ED physicians are challenged with an overwhelming diversity of tools, most of which have never been implemented or assessed for comparative effectiveness. Although our ML model showed better predictability than MEWS measured by AUROC and AUPRC, it is still not good enough and needs further investigation for practical clinical use. In addition, the risk of death is only a part of poor outcomes in the ED, and predictions of morbidity or disability risks are also important. Artificial intelligence (AI) may be the next major technological breakthrough that impacts healthcare delivery. Our study provides a good reference for any attempt to predict in-hospital mortality for non-traumatic ED patients in such a large number of cases. Hopefully, future research can further outperform our proposed method and approach more clinical values.
First, our goal was to compare the stacking ML model with other popular ML models and the MEWS scoring system in a standardized framework; we did not compare all available ML models and scoring systems or their variations. There are hundreds of different techniques and variations, and a comprehensive study is not feasible. Second, our prediction performance might be overestimated by missing patients who experienced significant deterioration after discharge or died at home or in other hospitals.

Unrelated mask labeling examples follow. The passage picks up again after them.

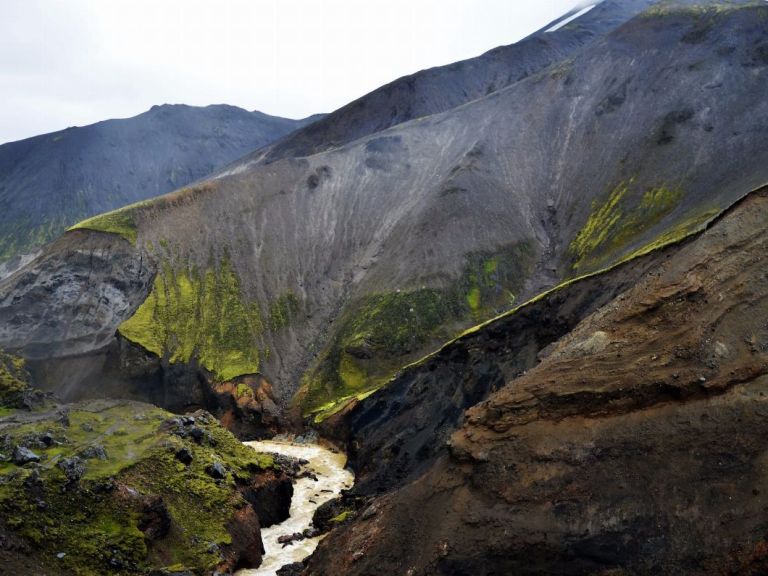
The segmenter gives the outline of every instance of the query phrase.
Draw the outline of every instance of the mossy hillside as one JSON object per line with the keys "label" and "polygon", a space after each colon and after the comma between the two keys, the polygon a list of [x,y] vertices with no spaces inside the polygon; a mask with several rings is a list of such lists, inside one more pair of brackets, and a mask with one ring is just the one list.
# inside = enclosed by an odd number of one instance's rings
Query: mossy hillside
{"label": "mossy hillside", "polygon": [[605,201],[593,202],[586,223],[568,247],[573,270],[594,269],[610,261],[674,211],[682,198],[679,186],[639,191],[634,178],[620,182]]}
{"label": "mossy hillside", "polygon": [[205,271],[161,266],[152,290],[120,325],[129,340],[170,362],[200,364],[221,380],[259,371],[264,322],[229,261]]}
{"label": "mossy hillside", "polygon": [[296,397],[305,415],[324,415],[350,398],[386,383],[424,351],[455,335],[467,322],[513,305],[533,265],[522,242],[497,253],[469,255],[448,288],[372,294],[350,305],[331,342],[305,374]]}
{"label": "mossy hillside", "polygon": [[672,14],[682,14],[694,16],[696,18],[711,19],[717,15],[727,14],[736,10],[754,8],[756,6],[762,7],[763,3],[760,0],[754,0],[753,2],[743,2],[742,0],[724,0],[721,2],[702,1],[689,4],[681,4],[677,0],[662,0],[661,2],[655,3],[653,6],[642,12],[640,16],[642,18],[660,18]]}
{"label": "mossy hillside", "polygon": [[[167,412],[113,402],[75,406],[68,419],[5,427],[6,446],[27,445],[42,458],[39,465],[0,464],[5,524],[75,574],[144,574],[173,564],[209,573],[231,542],[227,523],[245,505],[237,482],[273,461],[212,417],[198,415],[195,425],[205,432],[200,443],[179,435],[179,419]],[[50,446],[37,440],[46,433],[54,438]],[[106,459],[83,459],[85,475],[68,481],[59,463],[93,446]],[[188,466],[174,456],[182,448],[192,455]],[[225,479],[207,474],[214,461],[228,470]],[[150,497],[162,498],[171,518],[170,531],[158,539],[142,532]],[[66,556],[56,559],[60,552]]]}
{"label": "mossy hillside", "polygon": [[140,212],[163,210],[180,202],[188,201],[201,193],[212,192],[215,189],[214,184],[209,182],[200,186],[181,188],[158,198],[142,200],[117,210],[87,218],[69,227],[68,230],[95,230],[107,234],[116,234],[135,245],[138,238],[137,216]]}
{"label": "mossy hillside", "polygon": [[292,290],[283,292],[269,307],[269,326],[277,332],[289,326],[301,309],[301,302]]}
{"label": "mossy hillside", "polygon": [[[750,194],[752,194],[754,191],[749,192],[745,196],[742,197],[746,198]],[[558,284],[557,286],[550,288],[549,290],[546,290],[542,292],[541,294],[536,295],[535,297],[531,298],[530,300],[527,300],[518,306],[515,306],[511,310],[507,310],[506,312],[503,312],[501,314],[498,314],[497,316],[494,316],[492,318],[489,318],[488,320],[485,320],[484,322],[481,322],[479,324],[476,324],[470,328],[467,328],[466,330],[462,331],[455,337],[451,338],[450,340],[447,340],[444,342],[439,348],[429,352],[428,354],[422,356],[421,358],[414,360],[413,362],[406,364],[400,368],[397,374],[400,374],[402,372],[405,372],[407,370],[415,370],[418,369],[420,366],[425,365],[427,362],[432,360],[437,354],[445,350],[446,348],[454,345],[456,342],[463,340],[465,338],[471,338],[476,333],[484,330],[488,326],[491,326],[493,324],[496,324],[497,322],[503,322],[507,318],[517,314],[520,310],[523,310],[525,308],[528,308],[537,302],[544,300],[545,298],[548,298],[552,296],[553,294],[556,294],[562,290],[565,290],[569,286],[572,286],[574,284],[578,284],[579,282],[583,282],[584,280],[587,280],[589,278],[592,278],[594,276],[599,276],[602,274],[606,274],[615,268],[618,268],[619,266],[622,266],[626,264],[627,262],[630,262],[632,260],[635,260],[636,258],[641,258],[643,256],[646,256],[652,252],[655,252],[657,250],[661,250],[664,248],[667,248],[669,246],[674,246],[675,244],[679,244],[681,242],[684,242],[688,240],[689,238],[692,238],[700,233],[702,233],[704,230],[706,230],[711,224],[716,221],[721,215],[724,213],[722,209],[719,208],[701,208],[698,210],[694,210],[683,217],[680,218],[680,220],[670,229],[667,231],[661,233],[659,236],[648,242],[647,244],[641,246],[637,250],[634,250],[633,252],[627,254],[626,256],[622,257],[620,260],[611,263],[610,265],[606,266],[605,268],[601,268],[599,270],[595,270],[593,272],[589,272],[586,274],[582,274],[579,276],[575,276],[573,278],[570,278],[566,280],[565,282],[562,282]],[[397,377],[397,374],[393,376],[393,378]],[[392,379],[393,379],[392,378]],[[375,394],[379,389],[385,387],[389,382],[392,380],[386,381],[383,385],[377,387],[377,388],[371,388],[370,390],[367,390],[365,392],[357,393],[357,394],[348,394],[346,396],[339,397],[337,399],[334,399],[332,401],[327,402],[325,405],[319,406],[315,410],[313,410],[311,413],[314,415],[315,420],[317,422],[321,422],[322,420],[329,418],[330,416],[333,416],[334,414],[337,414],[341,410],[343,410],[346,406],[349,405],[349,403],[353,400],[362,401],[366,399],[367,397]]]}

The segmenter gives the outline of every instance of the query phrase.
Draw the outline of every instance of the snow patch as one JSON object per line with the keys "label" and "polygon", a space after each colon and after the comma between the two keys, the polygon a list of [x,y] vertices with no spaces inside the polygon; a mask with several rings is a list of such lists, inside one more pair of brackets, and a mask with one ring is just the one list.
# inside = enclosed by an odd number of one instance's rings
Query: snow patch
{"label": "snow patch", "polygon": [[586,14],[587,12],[592,10],[592,8],[594,8],[595,6],[597,6],[597,4],[590,4],[586,8],[582,8],[581,10],[576,12],[576,14],[573,14],[572,16],[569,16],[565,20],[560,20],[560,22],[558,22],[557,24],[555,24],[551,28],[547,28],[546,30],[544,30],[544,32],[555,32],[557,30],[560,30],[560,28],[562,28],[563,26],[565,26],[567,24],[570,24],[571,22],[576,20],[576,18],[581,18],[582,16],[584,16],[584,14]]}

We believe that the missing data were limited, as the overall event rate of the 72-h revisit with out-of-hospital cardiac arrest was as low as 6.6 per 100,000 discharges in our system. Third, patients suffering from out-of-hospital deaths after discharge from in-hospital care could not be traced in our database, so the long-term death predictions were probably less reliable. Fourth, the proposed ML models could not be used for patients with out-of-hospital death status, as these patients were excluded. Finally, there is a data imbalance problem with non-survival patients comprising <1% of the dataset. Although the proposed ML model shows better performance than MEWS, its value is still not ideal for clinical implications. Future research should improve the effectiveness of the ML model and whether it translates into improved clinical outcomes in patients with ED.
In this multicenter study, using the AUROC and AUPRC metrics, we found that ML methods slightly improved the predictability of in-hospital mortality than MEWS in the prediction of early or delayed mortality. The use of prediction algorithms derived from ML techniques may improve the identification of patients with an increased risk of in-hospital mortality.